What Is A ‘Sophisticated’ Investor?

Everywhere I look in the investment media someone is talking about alternative investments. This is what the sophisticated investor is looking for. Many are still smarting from the tech crash of the early 2000’s and more recently the 2008 housing crash. They feel there must be a better way, at least for sophisticated investors like them.

English: Bernard Madoff's mugshot
English: Bernard Madoff’s mugshot (Photo credit: Wikipedia)

Your wish is my command. The Wall Street bullies have a ‘product’ for every season. You want alternative investments you got them. These alternative investments can include:

  • Managed futures
  • Private equity
  • Long/short ETFs
  • Leveraged products
  • Commodities (including gold)
  • Hedge funds
  • Real estate

Of course, this list is not all inclusive. But the message is clear these ‘products’ are for ‘sophisticated’ investors looking to juice up their returns. The pain of the recent crashes is fresh on their minds and they want to avoid the pain. This is a prime example of gambling and speculating with their investment dollars. This is not prudent investing.

The equity markets include all of the above. The Wall Street bullies are just telling you to overload in a specific market sector. Many of the above are described as inflation hedges. Except when you look closely. The inflation is not nearly as volatile as the alternative asset classes used to hedge it. WHAT???

Predictions and forecasts can all be rationalized after they are wrong. ‘It didn’t happen like I said it would because…column A, column B or whatever’.

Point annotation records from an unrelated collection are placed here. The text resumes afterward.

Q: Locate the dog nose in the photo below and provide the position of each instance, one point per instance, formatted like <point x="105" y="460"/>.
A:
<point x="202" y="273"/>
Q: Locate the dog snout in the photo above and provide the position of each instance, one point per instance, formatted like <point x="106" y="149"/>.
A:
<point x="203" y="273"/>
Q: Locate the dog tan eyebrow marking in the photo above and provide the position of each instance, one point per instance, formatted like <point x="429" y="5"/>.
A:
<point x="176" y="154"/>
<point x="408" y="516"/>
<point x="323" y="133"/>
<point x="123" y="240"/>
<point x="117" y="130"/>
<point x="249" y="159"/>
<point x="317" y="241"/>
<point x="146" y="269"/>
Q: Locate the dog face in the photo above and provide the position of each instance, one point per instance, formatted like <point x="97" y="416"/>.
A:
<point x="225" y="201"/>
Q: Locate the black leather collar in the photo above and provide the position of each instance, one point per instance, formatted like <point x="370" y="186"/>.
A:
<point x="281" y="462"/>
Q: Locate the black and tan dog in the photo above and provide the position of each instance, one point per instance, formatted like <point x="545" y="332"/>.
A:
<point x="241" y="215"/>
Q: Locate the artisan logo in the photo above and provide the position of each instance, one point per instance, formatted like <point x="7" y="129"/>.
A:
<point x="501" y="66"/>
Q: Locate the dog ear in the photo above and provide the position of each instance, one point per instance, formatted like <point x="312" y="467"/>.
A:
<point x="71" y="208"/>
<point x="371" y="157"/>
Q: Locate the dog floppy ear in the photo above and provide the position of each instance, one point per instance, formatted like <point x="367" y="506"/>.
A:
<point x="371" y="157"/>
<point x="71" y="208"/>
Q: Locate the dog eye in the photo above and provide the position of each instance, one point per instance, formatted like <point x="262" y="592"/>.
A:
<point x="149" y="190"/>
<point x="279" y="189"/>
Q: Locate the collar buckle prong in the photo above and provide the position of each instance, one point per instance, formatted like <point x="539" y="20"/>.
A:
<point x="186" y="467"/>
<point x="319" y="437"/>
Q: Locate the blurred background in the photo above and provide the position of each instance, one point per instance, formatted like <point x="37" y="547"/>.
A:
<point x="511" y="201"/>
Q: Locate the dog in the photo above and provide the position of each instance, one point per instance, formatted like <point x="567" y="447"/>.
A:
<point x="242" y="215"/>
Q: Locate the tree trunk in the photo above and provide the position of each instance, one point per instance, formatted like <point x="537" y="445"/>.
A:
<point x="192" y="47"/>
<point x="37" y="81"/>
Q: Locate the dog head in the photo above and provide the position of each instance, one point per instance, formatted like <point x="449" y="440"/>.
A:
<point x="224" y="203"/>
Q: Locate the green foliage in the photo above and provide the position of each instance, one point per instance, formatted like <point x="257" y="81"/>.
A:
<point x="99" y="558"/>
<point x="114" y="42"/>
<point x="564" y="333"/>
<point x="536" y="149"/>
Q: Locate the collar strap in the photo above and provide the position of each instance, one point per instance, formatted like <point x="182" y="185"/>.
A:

Whether you are a ‘sophisticated investor or not working with an investor coach/fiduciary adviser will lead to successful results, long term. Each investors needs to develop their own portfolio and understand the level of risk they are assuming.

Remember Bernie Madoff had hundreds of ‘sophisticated’ investors looking to avoid losses and earn superior returns.

Stop empowering the Wall Street bullies and follow three simple rules of prudent investing:

  • Own equities and high quality short term fixed income.
  • Globally diversify.
  • Rebalance.

Although these are simple rules they have proven very difficult for individual investors to follow, consistently. In most if not all cases it will require the assistance of an investor coach/fiduciary adviser.